Critical items include:

  • Density – The mass of the material per a volume of material (grams per cubic centimeter, g/cc)
  • Ultimate Tensile Strength – The strength of the material before it breaks under tension (pulling on both sides similar to a rubber band)
  • Tensile Yield Strength – The strength of the material before it permanently stretches/bends (this is reached before the Ultimate Tensile Strength)
  • Fatigue Strength – The amount of stress the material can handle for a high amount of cycles (aka, push/pull, for 500,000,000 cycles)
  • Shear Strength – The amount of stress the material can handle under shear (the forces are perpendicular to the material, trying to tear the material)

All of these critical parameters are used in Finite Element Analysis (FEA) studies, where the computer uses the material properties to define the strength of the material and where it is calculated to break. From there, as mechanical engineers, we can then optimize the part to add material where strength is needed and remove excess material where the forces are minimal – overall, optimizing the design.


Aluminum for Propeller Adapters

Take, for example, the high-strength material we use for our propeller adapters – AL7075-T6 (aluminum). 

In the case of the provided FEA report (FEA Study of the Heavy-Lift Hex-Blade Propeller Adapter), a total of 15 pounds is applied to the mounting arms of the propellers (simulating a thrust scenario of 15 pounds), and the bending that occurs. The bending is heavily exaggerated, as the Deformation Scale is 1113.35 times what the actual deformation of the part would witness, so it’s purely for demonstration. Looking at the right of the image, this part has a FOS (factor of safety) of 61.4779 times the material strength. It is approximately 61 times stronger than it needs to be in order to protect against breaking at this load scenario.

In all of the KDE Direct designs, we shoot for a FOS >10, so that the parts are extremely strong and safe for operation to minimize failures from the mechanical design of our products.


Material Strength | A Professional Advantage

Choosing multirotor components with the best material strength allows you to create systems with the highest performance capabilities. By increasing performance, you’re setting yourself up for success. From humanitarian relief efforts to aerial cinematography for major motion pictures, performance and material strength matter in multirotor applications.

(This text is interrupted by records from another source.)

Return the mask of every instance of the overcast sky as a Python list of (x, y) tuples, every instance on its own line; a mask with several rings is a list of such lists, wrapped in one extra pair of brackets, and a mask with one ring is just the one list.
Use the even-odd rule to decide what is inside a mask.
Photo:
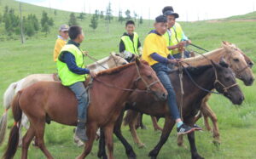
[(256, 0), (20, 0), (22, 2), (73, 12), (94, 13), (96, 9), (106, 10), (108, 3), (112, 3), (114, 15), (119, 10), (130, 9), (131, 16), (135, 11), (143, 19), (154, 19), (161, 14), (161, 9), (172, 5), (179, 14), (177, 20), (194, 21), (231, 15), (244, 14), (256, 10)]

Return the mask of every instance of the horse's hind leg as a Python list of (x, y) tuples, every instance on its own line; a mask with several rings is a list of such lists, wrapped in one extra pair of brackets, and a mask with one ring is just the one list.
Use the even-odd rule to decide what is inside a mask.
[(89, 137), (89, 140), (85, 142), (85, 147), (82, 154), (79, 155), (76, 159), (85, 158), (85, 156), (90, 152), (92, 149), (93, 141), (95, 140), (96, 133), (98, 128), (96, 127), (96, 125), (92, 124), (87, 125), (86, 128), (86, 133), (87, 136)]
[[(35, 120), (33, 120), (35, 121)], [(32, 122), (32, 121), (31, 121)], [(53, 159), (49, 150), (46, 149), (44, 140), (44, 127), (45, 127), (45, 117), (38, 119), (36, 122), (32, 122), (32, 127), (36, 131), (36, 139), (38, 144), (38, 147), (44, 152), (48, 159)]]
[(109, 159), (113, 159), (113, 123), (108, 125), (104, 129), (105, 142), (108, 146)]
[(27, 132), (23, 137), (22, 139), (22, 153), (21, 158), (26, 159), (27, 158), (27, 150), (31, 141), (32, 140), (33, 137), (35, 136), (35, 130), (32, 126), (28, 128)]

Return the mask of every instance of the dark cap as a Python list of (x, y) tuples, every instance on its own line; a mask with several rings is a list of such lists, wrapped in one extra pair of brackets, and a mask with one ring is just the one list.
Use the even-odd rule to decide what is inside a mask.
[(155, 18), (155, 22), (156, 23), (166, 23), (166, 22), (167, 22), (167, 19), (165, 15), (159, 15), (158, 17)]
[(166, 10), (166, 12), (164, 12), (164, 15), (174, 15), (175, 18), (178, 18), (178, 14), (173, 12), (173, 10)]
[(59, 28), (59, 31), (68, 31), (69, 29), (69, 26), (67, 25), (61, 25)]

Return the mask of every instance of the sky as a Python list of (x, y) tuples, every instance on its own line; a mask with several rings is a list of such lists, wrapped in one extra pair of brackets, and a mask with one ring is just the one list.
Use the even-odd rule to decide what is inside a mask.
[(154, 20), (161, 14), (165, 6), (172, 5), (179, 14), (177, 20), (195, 21), (225, 18), (256, 11), (256, 0), (20, 0), (38, 6), (50, 7), (73, 12), (93, 14), (96, 9), (106, 11), (108, 3), (113, 15), (119, 9), (125, 16), (125, 10), (131, 15), (136, 12), (143, 19)]

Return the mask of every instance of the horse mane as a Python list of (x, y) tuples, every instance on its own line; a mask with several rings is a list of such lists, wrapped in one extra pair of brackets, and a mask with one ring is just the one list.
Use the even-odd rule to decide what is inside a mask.
[(201, 75), (202, 72), (204, 72), (206, 70), (212, 68), (212, 65), (200, 65), (200, 66), (196, 66), (196, 67), (188, 66), (188, 67), (185, 67), (183, 69), (183, 72), (185, 75), (187, 75), (184, 71), (184, 69), (186, 69), (191, 76), (198, 76), (198, 75)]
[[(203, 54), (203, 55), (207, 56), (207, 57), (209, 57), (209, 56), (212, 56), (212, 55), (214, 55), (214, 53), (216, 51), (220, 51), (221, 49), (223, 49), (224, 48), (221, 47), (219, 48), (217, 48), (217, 49), (214, 49), (214, 50), (212, 50), (212, 51), (209, 51), (207, 53), (205, 53)], [(198, 56), (195, 56), (195, 57), (191, 57), (191, 58), (186, 58), (183, 60), (183, 61), (185, 62), (198, 62), (198, 61), (201, 61), (201, 60), (205, 60), (205, 57), (203, 57), (202, 55), (198, 55)]]
[[(140, 60), (140, 62), (148, 65), (148, 62), (146, 62), (145, 60)], [(131, 65), (137, 65), (136, 62), (131, 62), (131, 63), (129, 63), (129, 64), (126, 64), (126, 65), (120, 65), (120, 66), (118, 66), (118, 67), (114, 67), (114, 68), (112, 68), (112, 69), (108, 69), (108, 70), (105, 70), (105, 71), (102, 71), (97, 73), (97, 76), (112, 75), (112, 74), (114, 74), (114, 73), (118, 73), (118, 72), (119, 72), (119, 71), (125, 70), (125, 68), (128, 68), (128, 67), (130, 67)]]

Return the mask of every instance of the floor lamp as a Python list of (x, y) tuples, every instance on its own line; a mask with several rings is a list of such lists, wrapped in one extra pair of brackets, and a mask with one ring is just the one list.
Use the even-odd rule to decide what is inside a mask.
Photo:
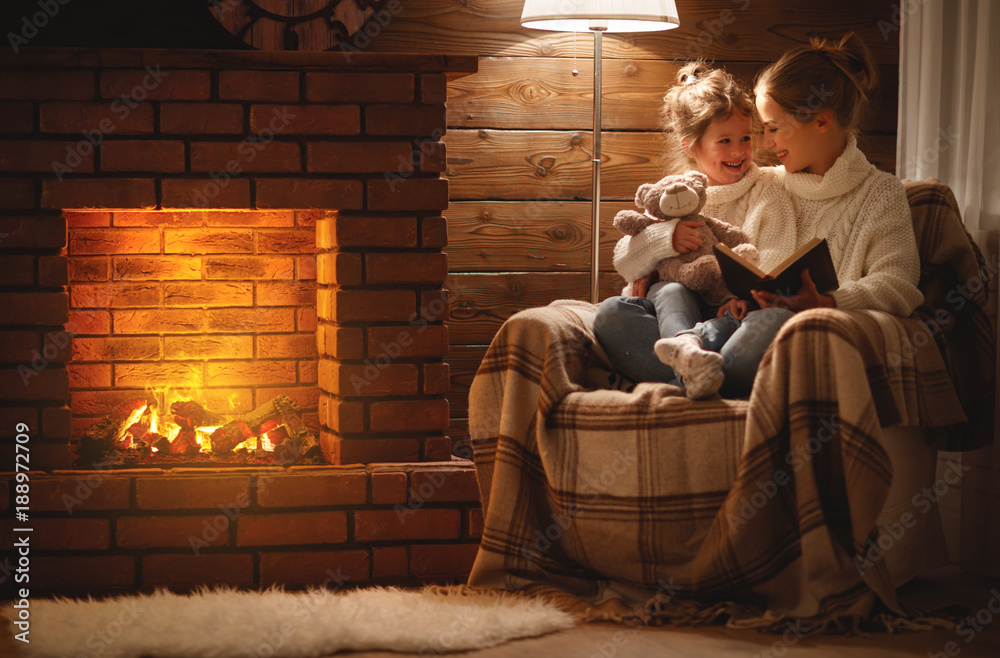
[(652, 32), (680, 25), (673, 0), (524, 0), (521, 25), (536, 30), (594, 32), (594, 184), (591, 216), (590, 301), (598, 299), (601, 206), (601, 36)]

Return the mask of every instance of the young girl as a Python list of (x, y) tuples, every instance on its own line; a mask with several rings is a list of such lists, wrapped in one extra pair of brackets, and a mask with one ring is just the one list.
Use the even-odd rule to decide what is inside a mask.
[(813, 39), (758, 76), (763, 146), (781, 161), (797, 208), (797, 244), (826, 238), (840, 288), (817, 293), (806, 281), (795, 297), (759, 292), (764, 307), (874, 309), (908, 316), (923, 301), (920, 259), (902, 183), (858, 150), (856, 135), (875, 87), (876, 68), (854, 34)]
[[(774, 170), (753, 164), (752, 113), (749, 95), (726, 72), (701, 62), (681, 68), (664, 97), (667, 173), (697, 169), (708, 176), (701, 213), (747, 233), (767, 271), (794, 250), (795, 215)], [(679, 283), (655, 283), (645, 295), (640, 285), (660, 260), (697, 248), (700, 240), (688, 223), (676, 221), (623, 237), (614, 265), (633, 283), (626, 296), (601, 304), (594, 329), (615, 368), (634, 381), (679, 383), (691, 398), (713, 395), (720, 386), (726, 395), (746, 395), (764, 350), (791, 312), (748, 314), (746, 302), (737, 300), (712, 309)]]
[[(839, 289), (823, 295), (806, 271), (795, 296), (755, 292), (763, 310), (837, 307), (905, 317), (923, 301), (903, 185), (857, 146), (875, 81), (871, 54), (853, 33), (836, 44), (814, 39), (758, 77), (763, 146), (782, 163), (777, 173), (797, 210), (796, 244), (826, 238), (840, 281)], [(687, 349), (690, 359), (709, 358), (700, 347)]]

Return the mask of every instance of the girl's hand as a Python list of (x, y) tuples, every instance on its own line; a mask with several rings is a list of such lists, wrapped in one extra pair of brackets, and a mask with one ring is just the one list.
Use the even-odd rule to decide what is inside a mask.
[(685, 219), (682, 222), (677, 222), (677, 226), (674, 227), (674, 251), (686, 254), (700, 247), (702, 240), (701, 233), (698, 232), (699, 226), (701, 226), (701, 222), (697, 219)]
[(660, 280), (660, 275), (655, 270), (632, 282), (632, 296), (645, 297), (649, 293), (649, 286)]
[(812, 282), (808, 269), (802, 270), (802, 287), (799, 288), (799, 294), (794, 297), (775, 295), (763, 290), (754, 290), (752, 292), (753, 298), (760, 304), (761, 308), (777, 306), (778, 308), (787, 308), (791, 311), (804, 311), (807, 308), (834, 308), (837, 305), (833, 301), (833, 297), (830, 295), (821, 295), (816, 290), (816, 284)]
[(715, 317), (721, 318), (726, 311), (732, 315), (737, 320), (742, 320), (747, 316), (747, 310), (750, 307), (750, 303), (743, 299), (730, 299), (728, 302), (719, 307), (719, 312), (715, 314)]

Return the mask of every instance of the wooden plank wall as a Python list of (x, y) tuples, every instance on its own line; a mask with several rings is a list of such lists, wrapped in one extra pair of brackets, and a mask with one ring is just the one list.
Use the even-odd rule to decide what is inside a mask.
[[(748, 84), (812, 35), (857, 31), (877, 58), (881, 93), (863, 148), (895, 169), (899, 61), (893, 0), (677, 0), (681, 27), (603, 39), (601, 297), (611, 218), (660, 177), (660, 100), (679, 65), (713, 60)], [(590, 297), (593, 38), (528, 30), (521, 0), (409, 0), (366, 50), (474, 54), (476, 75), (449, 91), (448, 320), (453, 440), (467, 437), (469, 385), (500, 324), (518, 310)], [(895, 18), (898, 20), (898, 18)], [(360, 44), (359, 44), (360, 45)], [(571, 74), (574, 50), (579, 75)]]
[[(898, 0), (676, 0), (681, 27), (603, 41), (601, 294), (611, 268), (611, 218), (636, 186), (659, 178), (660, 99), (679, 64), (713, 60), (749, 83), (811, 35), (857, 31), (877, 58), (881, 95), (862, 147), (893, 171)], [(593, 38), (527, 30), (522, 0), (388, 0), (354, 46), (374, 52), (480, 57), (449, 90), (448, 177), (453, 438), (467, 435), (467, 395), (500, 324), (554, 299), (590, 296)], [(7, 0), (3, 33), (21, 31), (37, 0)], [(245, 48), (206, 0), (88, 0), (60, 5), (32, 46)], [(570, 73), (574, 51), (579, 75)]]

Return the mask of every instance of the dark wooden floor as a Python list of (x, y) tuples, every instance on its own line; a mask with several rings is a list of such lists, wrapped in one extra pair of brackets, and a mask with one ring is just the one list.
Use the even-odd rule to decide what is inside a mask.
[[(789, 635), (762, 634), (756, 631), (708, 628), (639, 628), (610, 623), (585, 624), (551, 635), (508, 642), (479, 651), (446, 654), (473, 658), (923, 658), (1000, 657), (1000, 581), (963, 575), (949, 567), (907, 586), (904, 598), (922, 606), (963, 603), (980, 620), (991, 618), (990, 627), (974, 631), (955, 630), (870, 633), (863, 637), (823, 635), (798, 639)], [(993, 611), (990, 610), (992, 608)], [(11, 629), (0, 629), (0, 656), (17, 656), (18, 646)], [(394, 651), (338, 653), (330, 658), (405, 658), (429, 654), (403, 654)], [(192, 657), (193, 658), (193, 657)], [(280, 655), (274, 658), (282, 658)]]
[[(991, 592), (992, 590), (992, 592)], [(973, 613), (987, 610), (993, 627), (981, 632), (969, 628), (961, 634), (954, 630), (904, 633), (870, 633), (864, 637), (824, 635), (797, 640), (790, 636), (784, 642), (780, 635), (756, 631), (709, 628), (640, 628), (599, 623), (585, 624), (569, 631), (544, 637), (508, 642), (490, 649), (447, 654), (474, 658), (895, 658), (919, 656), (925, 658), (1000, 658), (1000, 582), (986, 581), (961, 574), (948, 567), (911, 583), (901, 595), (920, 605), (963, 603)], [(985, 616), (985, 615), (984, 615)], [(797, 641), (796, 641), (797, 640)], [(339, 653), (338, 658), (404, 658), (418, 654), (391, 651)]]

KDE Direct uses FEA reports to optimize the geometry, strength and durability of our aerospace-grade multirotor components. By using this method, we’re able to understand the physical behaviors of a material, including strength, heat transfer capability, fluid flow and more. We can predict the performance and behavior of the design, calculate the safety margin and identify weaknesses within the design. At KDE Direct, FEA reports allow us to accurately identify the optimal design with confidence.

New production versions of KDE Direct products, from propeller adapters to brushless motors, include these materials for increased strength and durability. As with all of our components, we take material strength and the various parameters that define it very seriously. In addition to FEA reports to evaluate the geometry, all KDE Direct components undergo strenuous quality assurance testing. Through these efforts, we’re able to engineer best-in-class, aerospace-grade multirotor components.

Material strength research and reporting allows us to optimize the full design of our multirotor components. From the smallest propeller adapter to the largest brushless motor with heavy lift capabilities, you’ll find thoroughly researched, tested and optimized components from KDE Direct.